Por José Luis Dávila
La noche cae, dan las doce y empiezan a recorrer las calles los fantasmas del pasado, un pasado bohemio, un pasado repleto de estrellas tan fugaces como tan eternas, tan distantes como cercanas. Es la distancia misma la que las vuelve llamativas, porque la distancia atrae al hombre, lo hace preguntarse por lo que existe más allá de sí.
También la distancia es un estado mental, una obsesión por las memorias de otros lugares y otros tiempos que nos pertenecen de alguna manera, ya sea porque fuimos (o somos) parte de ellos o porque un fragmento perdido de la granada arrojada en esos tiempos y lugares se nos ha incrustado en el pecho. A mí, por ejemplo, me pasa cuando escucho a Al Bowley, que los 30’s se me pintan como la mejor época. Y así, cada uno tiene su época preferida.
Pero, ¿habría quien desee vivir realmente en el ensueño del tiempo pasado que al final se tornará presente, matando toda la magia? Allan Stewart Königsberg lo explora en su película más reciente Midnight in Paris, (2011), llevándonos de nuestro año a la década de los 20’s, y de ahí a la Belle Époque.

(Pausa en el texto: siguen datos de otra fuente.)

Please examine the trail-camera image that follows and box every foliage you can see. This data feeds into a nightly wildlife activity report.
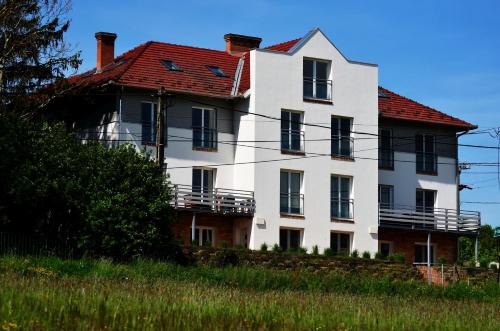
[458,225,500,266]
[374,252,384,260]
[311,245,319,255]
[388,253,406,263]
[323,248,333,257]
[362,251,371,259]
[298,247,307,254]
[0,0,81,112]
[0,114,174,259]
[437,256,448,265]
[272,244,282,253]
[351,249,359,258]
[260,243,268,252]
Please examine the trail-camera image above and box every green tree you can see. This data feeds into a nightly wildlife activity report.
[0,0,81,112]
[458,225,500,265]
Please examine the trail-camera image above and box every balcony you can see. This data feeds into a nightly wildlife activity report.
[379,205,480,234]
[170,184,255,216]
[303,78,332,101]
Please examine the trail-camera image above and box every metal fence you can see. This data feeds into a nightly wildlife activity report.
[0,232,76,258]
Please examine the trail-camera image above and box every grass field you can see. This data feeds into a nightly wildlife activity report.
[0,255,499,330]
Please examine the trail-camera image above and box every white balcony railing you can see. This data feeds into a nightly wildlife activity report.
[379,204,480,234]
[170,184,255,216]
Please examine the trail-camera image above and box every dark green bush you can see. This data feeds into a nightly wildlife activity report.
[272,244,282,253]
[260,243,268,252]
[374,252,384,260]
[362,251,371,259]
[323,248,333,257]
[298,247,307,254]
[351,250,359,258]
[312,245,319,255]
[388,253,406,263]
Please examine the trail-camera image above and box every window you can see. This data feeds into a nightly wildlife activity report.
[141,102,157,144]
[161,59,182,71]
[379,241,393,258]
[379,129,394,169]
[280,170,303,215]
[207,65,226,77]
[416,134,437,173]
[281,110,304,152]
[192,108,217,149]
[416,189,435,213]
[330,232,350,255]
[414,244,435,264]
[191,227,214,246]
[378,185,394,209]
[192,168,214,194]
[331,116,352,158]
[279,228,301,251]
[303,58,331,100]
[331,175,352,219]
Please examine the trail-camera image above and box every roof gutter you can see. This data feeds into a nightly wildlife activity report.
[231,57,245,96]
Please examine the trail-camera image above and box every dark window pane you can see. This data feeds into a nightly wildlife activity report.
[316,80,327,99]
[380,243,391,258]
[141,103,152,143]
[340,118,351,136]
[290,173,300,194]
[416,190,423,211]
[316,61,328,80]
[330,233,339,253]
[303,60,313,78]
[415,134,423,153]
[289,230,300,249]
[279,229,287,250]
[424,191,434,212]
[192,169,201,192]
[291,131,300,151]
[339,234,349,253]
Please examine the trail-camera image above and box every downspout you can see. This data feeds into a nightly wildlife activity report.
[455,129,469,265]
[118,85,124,146]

La historia es, como muchas de sus historias, protagonizada por un escritor, Gil, que busca incesante el perfeccionamiento de sus creaciones de las que cada vez se siente más frustrado. Gil viaja a París junto con sus suegros y su prometida, Inez, para relajarse unos días e inspirarse para terminar su primera novela. Una noche después de una degustación de vinos, intenta regresar solo al hotel, pero se pierde y unos extraños lo invitan a subir a su auto. A partir de ese momento Gil tendrá dos vidas, una que se desarrolla por el día en el mundo que le pertenece y una completamente nocturna en un París que se deleita con la voz en vivo de Cole Porter y las extravagancias de Dalí, el mundo que Gil hubiese querido vivir.

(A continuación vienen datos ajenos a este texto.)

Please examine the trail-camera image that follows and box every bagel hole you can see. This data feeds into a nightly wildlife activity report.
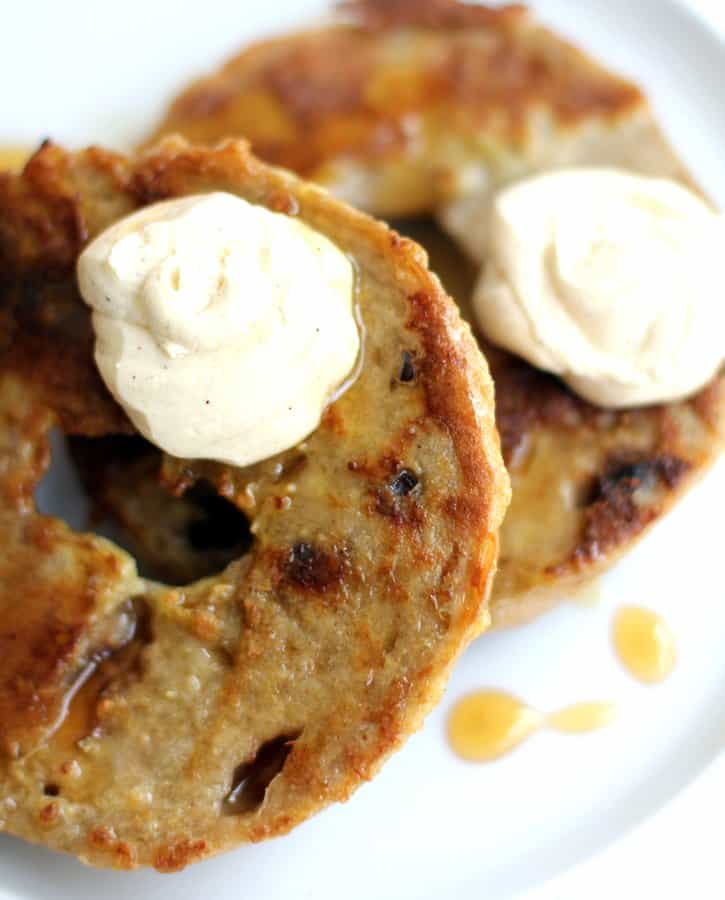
[35,430,252,584]
[222,732,301,816]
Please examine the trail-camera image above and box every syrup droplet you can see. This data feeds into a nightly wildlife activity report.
[0,147,29,172]
[51,662,104,752]
[447,691,542,762]
[612,605,676,684]
[448,690,614,762]
[546,701,616,733]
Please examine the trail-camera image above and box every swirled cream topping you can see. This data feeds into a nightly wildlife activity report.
[449,168,724,407]
[77,192,359,465]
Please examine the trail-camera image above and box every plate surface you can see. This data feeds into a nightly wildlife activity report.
[2,2,724,897]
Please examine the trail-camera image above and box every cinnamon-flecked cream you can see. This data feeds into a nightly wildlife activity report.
[447,168,724,407]
[77,192,359,465]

Woody Allen (Sí, Königsberg es Allen, o más bien Allen es Königsberg) nos muestra la caída en el abismo del tiempo por influencia del hechizo que es la distancia.

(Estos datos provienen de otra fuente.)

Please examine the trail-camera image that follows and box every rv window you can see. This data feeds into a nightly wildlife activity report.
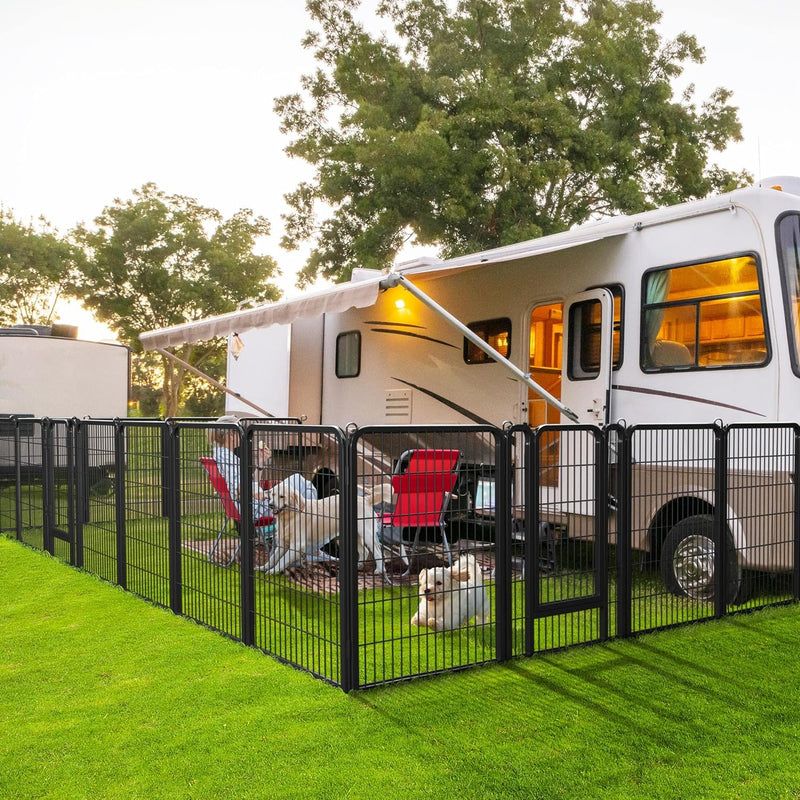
[335,331,361,378]
[777,213,800,377]
[641,255,768,371]
[464,318,511,364]
[566,286,623,380]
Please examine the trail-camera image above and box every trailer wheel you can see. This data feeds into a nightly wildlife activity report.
[660,514,746,605]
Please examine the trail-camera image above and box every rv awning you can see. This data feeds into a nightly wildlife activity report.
[139,274,385,351]
[396,224,629,280]
[139,221,630,351]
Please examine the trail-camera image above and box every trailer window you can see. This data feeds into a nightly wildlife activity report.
[464,318,511,364]
[335,331,361,378]
[641,255,767,371]
[777,213,800,377]
[567,285,624,379]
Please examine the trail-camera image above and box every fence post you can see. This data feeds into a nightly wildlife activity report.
[595,427,609,642]
[495,428,512,662]
[713,424,727,619]
[66,420,77,566]
[614,423,632,639]
[524,427,537,657]
[41,419,55,556]
[114,419,127,590]
[239,425,255,647]
[13,418,23,542]
[167,422,183,615]
[74,420,86,566]
[340,428,359,692]
[794,425,800,602]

Con fulminante humor y drama, esta cinta se asoma a los procesos neuróticos que nos hacen creer en el pasado como en una ‘edad de oro’ y enfrascarnos en ese ideal mientras que la vida se nos va sin remedio, sin reconocerla siquiera por el destello de sus luces, luces iguales a las que de noche forman la ciudad, sea París, sea cualquier ciudad.